TimesFM From Scratch (70M)

A from-scratch reimplementation of Google's TimesFM time-series foundation model, trained with a custom pretraining pipeline rebuilt from the paper (arXiv:2310.10688). This checkpoint is the 70M (small) configuration.

It takes the recent history of a single numeric series (for example the last 512 points) and predicts the next 96 to 192 values, zero-shot, with a point forecast and 9 quantiles.

Results (honest)

Zero-shot ETT (never trained on), standardized MAE, even-window protocol:

Model Params ETT MAE vs naive vs seasonal-naive
Last-value naive n/a 0.298 1.00
Seasonal-naive n/a 0.272 0.91 1.00
This model 70M 0.246 0.83 0.90
Google TimesFM (released) 200M 0.215 (published) reference

The improvement over both baselines is statistically significant under a paired bootstrap test.
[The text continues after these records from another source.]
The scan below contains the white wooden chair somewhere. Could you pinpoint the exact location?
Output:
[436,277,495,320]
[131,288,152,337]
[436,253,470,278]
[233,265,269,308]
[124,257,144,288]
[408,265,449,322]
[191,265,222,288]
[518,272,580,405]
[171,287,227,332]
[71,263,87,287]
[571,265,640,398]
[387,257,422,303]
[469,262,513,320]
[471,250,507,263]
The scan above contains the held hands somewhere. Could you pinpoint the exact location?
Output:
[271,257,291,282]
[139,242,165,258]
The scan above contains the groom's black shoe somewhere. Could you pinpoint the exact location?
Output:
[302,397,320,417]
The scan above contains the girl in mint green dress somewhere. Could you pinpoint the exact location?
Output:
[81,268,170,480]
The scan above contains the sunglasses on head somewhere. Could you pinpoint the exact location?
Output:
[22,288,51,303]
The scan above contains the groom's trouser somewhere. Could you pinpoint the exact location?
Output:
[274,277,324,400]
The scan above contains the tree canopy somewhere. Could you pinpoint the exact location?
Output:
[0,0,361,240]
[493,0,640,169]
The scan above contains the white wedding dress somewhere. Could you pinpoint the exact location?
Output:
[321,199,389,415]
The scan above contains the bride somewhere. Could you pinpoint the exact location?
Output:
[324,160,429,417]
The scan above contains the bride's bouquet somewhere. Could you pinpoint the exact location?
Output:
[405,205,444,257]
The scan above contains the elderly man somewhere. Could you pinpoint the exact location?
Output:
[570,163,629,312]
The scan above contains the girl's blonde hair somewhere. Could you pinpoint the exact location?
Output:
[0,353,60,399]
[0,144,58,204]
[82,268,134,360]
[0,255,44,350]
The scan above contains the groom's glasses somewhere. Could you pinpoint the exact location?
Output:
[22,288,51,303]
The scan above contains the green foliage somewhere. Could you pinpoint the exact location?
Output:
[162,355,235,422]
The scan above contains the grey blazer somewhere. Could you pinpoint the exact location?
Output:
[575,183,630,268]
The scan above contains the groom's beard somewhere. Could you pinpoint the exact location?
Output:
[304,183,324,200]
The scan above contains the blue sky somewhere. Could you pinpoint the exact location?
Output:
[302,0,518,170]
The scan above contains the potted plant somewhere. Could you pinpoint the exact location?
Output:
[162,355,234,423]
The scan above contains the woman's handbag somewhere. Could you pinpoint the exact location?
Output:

It does not overfit (flat through 120k steps) and generalizes across structured domains.

Honest limitations

  • Fails on random-walk data (FX is about 31% worse than naive). Not a good raw stock or currency price predictor.
  • Native intervals are over-confident; calibrated intervals use a post-hoc conformal step.
  • Below state of the art (0.246 vs Google's 0.215). The gap is bound by model scale and data.

Usage

# 1) get the code: https://github.com/FareedKhan-dev/timesfm-from-scratch  (add src/ to your path)
# 2) load the weights:
import torch
from huggingface_hub import hf_hub_download
from tsfm import config
from tsfm.model import build_model

ckpt = hf_hub_download("FareedKhan/timesfm-from-scratch-70m", "pytorch_model.pt")
model = build_model(config.small())
model.load_state_dict(torch.load(ckpt, map_location="cpu")["model"])
model.eval()

context = torch.randn(1, 512)                  # your last 512 points, standardized
point, quantiles = model.forecast(context, 96) # next 96 steps: point + 9 quantiles

License

MIT. Reimplements ideas from TimesFM (Google) for research and education; not affiliated with Google.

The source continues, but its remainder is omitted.